Beyond the rigs and rail yards, the geography of the Evanston area offers a profound sense of scale. Driving south on Highway 150 into the Uinta Mountains, or west into the Wasatch, you climb from sagebrush valleys into dense forests of spruce and fir, a reminder of the vital role of montane ecosystems in capturing the snowpack that feeds everything below.
To the north and east, the land opens up into the seemingly endless Red Desert and the Green River Basin. This is a landscape of stark beauty, home to the longest mammal migration corridor in the lower 48—the path of the pronghorn antelope. It’s a place where the horizon is measured in miles and the sky dominates. This vastness forces a long view. It prompts questions about short-term extraction versus long-term resilience, about our national identity tied to resource wealth, and about how communities like Evanston navigate a future where their geologic inheritance is both an asset and an anchor.

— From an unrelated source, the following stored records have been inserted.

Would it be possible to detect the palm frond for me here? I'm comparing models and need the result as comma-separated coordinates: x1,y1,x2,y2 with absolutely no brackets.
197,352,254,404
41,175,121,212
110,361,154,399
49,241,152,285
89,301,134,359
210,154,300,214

The wind that sculpts the sagebrush in Evanston’s hills is the same wind that could one day turn turbines, powering a different kind of economy. The ancient lakebed that holds fossilized energy also tells a story of a dynamic, changing planet. In this Wyoming town, the ground beneath your feet is not just dirt and rock. It is an archive, a bank vault, and a battleground for the ideas that will shape our collective future. The quiet streets, the working railroads, and the wide-open spaces are all part of a conversation—one about what we value, what we need, and how we live on a planet whose limits are becoming ever more clear.